Outre les concerts en soirée, le Festival de Radio France et Montpellier Languedoc-Roussillon propose tous les jours des concerts gratuits qui mettent en avant des formations de petite taille, autour d’un répertoire ou d’une thématique. Mardi 15 et mercredi 16 juillet, les concerts donnés à 18h dans la Salle Pasteur du Corum étaient consacrés aux compositrices pionnières, ces femmes qui ont produit en leur temps une musique intelligente et sensible mais n’ont pas acquis la même renommée que leurs pairs masculins. Les interprètes ont pris plaisir à sortir de l’ombre des œuvres méconnues, à la beauté inédite : une excellente initiative doublée d’une réalisation impeccable.

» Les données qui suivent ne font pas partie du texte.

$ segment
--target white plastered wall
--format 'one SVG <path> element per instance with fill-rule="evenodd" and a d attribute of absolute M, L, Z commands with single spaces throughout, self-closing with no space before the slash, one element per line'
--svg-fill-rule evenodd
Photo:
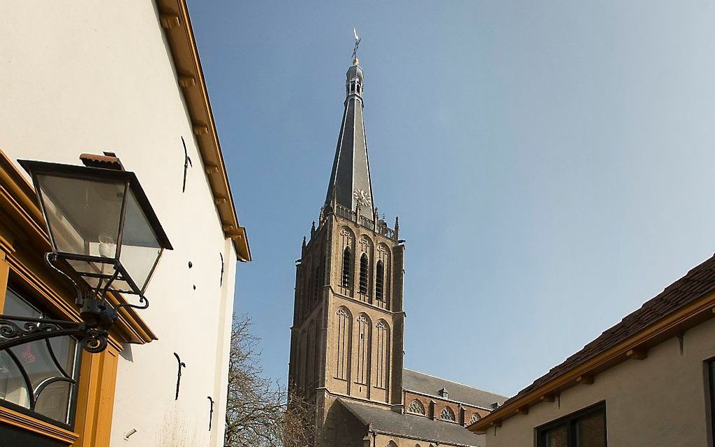
<path fill-rule="evenodd" d="M 236 255 L 154 2 L 0 3 L 0 79 L 3 151 L 74 164 L 82 152 L 116 152 L 174 246 L 147 292 L 149 308 L 139 312 L 159 340 L 125 345 L 119 359 L 112 445 L 222 446 Z M 182 137 L 193 162 L 185 192 Z M 178 401 L 174 352 L 187 365 Z"/>
<path fill-rule="evenodd" d="M 608 447 L 709 446 L 708 400 L 704 362 L 715 355 L 715 320 L 596 376 L 593 385 L 561 393 L 560 402 L 542 403 L 528 415 L 490 428 L 487 447 L 535 446 L 535 428 L 606 401 Z M 560 408 L 559 408 L 560 406 Z"/>

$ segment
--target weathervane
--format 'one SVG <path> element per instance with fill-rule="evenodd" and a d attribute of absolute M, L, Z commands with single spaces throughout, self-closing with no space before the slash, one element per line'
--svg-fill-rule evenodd
<path fill-rule="evenodd" d="M 360 46 L 360 37 L 358 36 L 358 31 L 353 28 L 352 34 L 355 36 L 355 47 L 352 49 L 352 59 L 358 59 L 358 47 Z"/>

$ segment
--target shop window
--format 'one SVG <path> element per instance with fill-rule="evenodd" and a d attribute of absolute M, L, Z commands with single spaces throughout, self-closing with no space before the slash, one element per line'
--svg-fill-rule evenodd
<path fill-rule="evenodd" d="M 2 313 L 45 316 L 11 289 L 7 290 Z M 79 354 L 77 340 L 67 336 L 30 342 L 0 351 L 0 405 L 72 427 Z"/>
<path fill-rule="evenodd" d="M 562 418 L 537 433 L 537 447 L 606 447 L 606 405 Z"/>

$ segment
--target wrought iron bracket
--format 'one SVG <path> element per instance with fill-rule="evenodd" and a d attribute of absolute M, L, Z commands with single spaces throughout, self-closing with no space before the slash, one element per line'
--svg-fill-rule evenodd
<path fill-rule="evenodd" d="M 107 348 L 109 336 L 109 328 L 119 318 L 121 308 L 145 309 L 149 300 L 139 295 L 139 304 L 127 303 L 113 306 L 106 300 L 107 292 L 117 278 L 119 270 L 107 278 L 104 285 L 100 282 L 95 288 L 83 293 L 79 285 L 57 265 L 59 257 L 49 252 L 45 261 L 54 270 L 72 284 L 77 291 L 75 304 L 79 308 L 82 321 L 65 321 L 44 318 L 0 314 L 0 351 L 38 340 L 69 335 L 79 340 L 84 350 L 101 353 Z"/>
<path fill-rule="evenodd" d="M 0 350 L 65 335 L 79 338 L 82 348 L 88 352 L 100 353 L 107 348 L 109 333 L 84 321 L 0 315 Z"/>

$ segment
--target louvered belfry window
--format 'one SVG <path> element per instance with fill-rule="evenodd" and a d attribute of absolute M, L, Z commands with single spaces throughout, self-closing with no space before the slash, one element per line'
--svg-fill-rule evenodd
<path fill-rule="evenodd" d="M 381 301 L 383 290 L 385 288 L 385 266 L 383 265 L 383 261 L 378 261 L 378 266 L 375 270 L 375 298 Z"/>
<path fill-rule="evenodd" d="M 360 293 L 368 295 L 368 255 L 363 253 L 360 257 Z"/>
<path fill-rule="evenodd" d="M 342 287 L 350 288 L 350 263 L 352 262 L 350 247 L 345 247 L 342 250 Z"/>

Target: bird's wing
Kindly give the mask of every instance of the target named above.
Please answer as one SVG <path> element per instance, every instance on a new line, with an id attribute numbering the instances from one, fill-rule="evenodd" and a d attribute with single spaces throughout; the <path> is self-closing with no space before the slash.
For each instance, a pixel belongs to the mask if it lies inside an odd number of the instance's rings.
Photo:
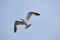
<path id="1" fill-rule="evenodd" d="M 26 19 L 27 19 L 27 21 L 29 21 L 29 19 L 30 19 L 31 16 L 39 16 L 39 15 L 40 15 L 40 14 L 39 14 L 39 13 L 36 13 L 36 12 L 29 12 L 29 13 L 27 14 Z"/>
<path id="2" fill-rule="evenodd" d="M 15 21 L 15 24 L 14 24 L 14 32 L 17 31 L 18 29 L 18 25 L 23 25 L 24 23 L 22 21 Z"/>

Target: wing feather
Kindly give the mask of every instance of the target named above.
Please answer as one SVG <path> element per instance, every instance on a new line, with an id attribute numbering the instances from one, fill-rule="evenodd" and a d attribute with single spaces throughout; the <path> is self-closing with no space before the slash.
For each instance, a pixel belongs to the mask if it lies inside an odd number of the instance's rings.
<path id="1" fill-rule="evenodd" d="M 27 21 L 29 21 L 29 19 L 30 19 L 31 16 L 39 16 L 39 15 L 40 15 L 40 14 L 39 14 L 39 13 L 36 13 L 36 12 L 29 12 L 29 13 L 27 14 L 26 19 L 27 19 Z"/>
<path id="2" fill-rule="evenodd" d="M 22 24 L 24 24 L 22 21 L 15 21 L 15 24 L 14 24 L 14 32 L 17 31 L 18 25 L 22 25 Z"/>

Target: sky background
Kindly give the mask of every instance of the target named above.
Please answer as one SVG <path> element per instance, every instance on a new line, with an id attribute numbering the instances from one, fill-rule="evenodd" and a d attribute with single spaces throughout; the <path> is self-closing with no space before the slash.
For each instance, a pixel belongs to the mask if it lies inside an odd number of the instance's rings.
<path id="1" fill-rule="evenodd" d="M 28 12 L 41 14 L 31 17 L 30 28 L 14 22 Z M 0 40 L 60 40 L 60 0 L 0 0 Z"/>

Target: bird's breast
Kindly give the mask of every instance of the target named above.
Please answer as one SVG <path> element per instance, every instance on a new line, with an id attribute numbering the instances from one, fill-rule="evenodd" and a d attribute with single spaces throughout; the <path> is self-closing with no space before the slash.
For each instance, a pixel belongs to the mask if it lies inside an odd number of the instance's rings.
<path id="1" fill-rule="evenodd" d="M 29 25 L 30 23 L 29 23 L 27 20 L 24 20 L 24 24 L 27 26 L 27 25 Z"/>

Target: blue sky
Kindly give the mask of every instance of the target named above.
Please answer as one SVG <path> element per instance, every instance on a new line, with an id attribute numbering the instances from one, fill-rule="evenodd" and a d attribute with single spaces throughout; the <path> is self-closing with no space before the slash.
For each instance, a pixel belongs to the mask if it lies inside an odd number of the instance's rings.
<path id="1" fill-rule="evenodd" d="M 31 17 L 32 26 L 14 22 L 25 18 L 30 11 L 41 14 Z M 0 0 L 0 40 L 60 40 L 60 0 Z"/>

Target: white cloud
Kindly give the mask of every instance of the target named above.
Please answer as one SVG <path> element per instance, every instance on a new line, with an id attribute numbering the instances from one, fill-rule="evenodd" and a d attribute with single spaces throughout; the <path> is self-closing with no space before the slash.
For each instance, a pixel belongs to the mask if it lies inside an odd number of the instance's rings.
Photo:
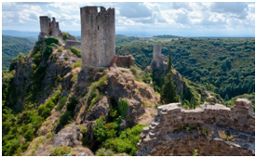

Edna Stern au festival "Musique à la Cour" © Cédric Azan
Edna Stern au festival "Musique à la Cour"
© Cédric Azan

Mardi 15 juillet, à 18h, salle Pasteur, cinq compositrices étaient au programme. La pianiste Edna Stern a d’abord joué la Sonate pour piano n°9 (op. 5 n°3) d’Hélène de Montgeroult, aristocrate ayant sauvé sa vie au moment de la Révolution grâce à la beauté de sa musique et à la qualité de son jeu. La pièce, à la fois très chantante et recelant d’effets romantiques, était restituée par Edna Stern avec tendresse et précision. Son interprétation légère et délicatement nerveuse était bien adaptée au caractère plaisant de l’œuvre, servie par une belle musicalité notamment perceptible dans l’emploi judicieux de la pédale.

Venait ensuite une œuvre bien plus récente, composée par Edith Canat de Chizy : les Formes du vent, cinq pièces pour violoncelle solo, ont été créées sur commande en 2003 pour l’émission Alla Breve de France Musique. Le violoncelliste Christian-Pierre La Marca s’est remarquablement emparé de l’œuvre pour en modeler la matière mouvante. Des blocs diffus, soit des échappées de notes, colorées par une palette de modes de jeu différents, constituaient chaque partie en évocation onirique et plongeaient les auditeurs fascinés dans des atmosphères mystérieuses et poétiques. Avant écoute, les titres des cinq parties invitent déjà à la réflexion sur le mouvement : « Des gouttes de sang claquent sur le mur », « La main tient la nuit par un fil »… Une composition passionnante et d’une complexité troublante, à découvrir absolument !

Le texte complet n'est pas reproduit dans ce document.